What a Homemade Solution Could Say About Comfort
Being a seating & mobility professional often calls for keen powers of observation to pick up the cues that caregivers or family members might not notice, and that your client might not mention.
For instance, asked about what a wheelchair user’s lack of comfort might “look” like, Stephanie Tanguay, OTR, ATP, clinical education specialist at Motion Concepts, observes the client’s current seating system.
“Consumers who have intact or partially intact sensation are acutely aware of their ‘discomfort’ and can be incredibly persistent in communicating that,” she says. “One thing I watch for is consumers who have ‘added onto’ their wheelchair seating systems with home-found materials.”

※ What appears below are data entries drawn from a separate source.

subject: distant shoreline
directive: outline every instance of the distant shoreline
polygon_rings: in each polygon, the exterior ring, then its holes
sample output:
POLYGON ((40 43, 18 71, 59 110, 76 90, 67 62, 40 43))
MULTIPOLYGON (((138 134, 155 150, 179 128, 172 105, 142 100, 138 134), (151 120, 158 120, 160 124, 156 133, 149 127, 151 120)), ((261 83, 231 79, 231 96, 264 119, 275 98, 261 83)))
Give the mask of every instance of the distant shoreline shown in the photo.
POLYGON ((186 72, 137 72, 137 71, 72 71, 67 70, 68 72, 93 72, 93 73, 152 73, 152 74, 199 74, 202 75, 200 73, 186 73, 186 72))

The presence of those extra items, Tanguay says, might be an attempt to make the seating system more comfortable.
“I believe that the addition of various foam pieces, faux sheepskin, old sofa pillows or even multiple cushions combined together are an indication of the consumer searching for comfort,” she notes. “It can be challenging to explain how thicker lays of material on the seat surface can become detrimental — raising the seat-to-floor height excessively — or the combination of several pillows for a resolution of back pain is leading to other issues because it is limiting seat depth.”
So while these homemade solutions might not ultimately be helpful — and in some cases can make matters worse in the long run — they might succeed at one task: Hinting to the assistive technology professional that something’s amiss and needs to be addressed.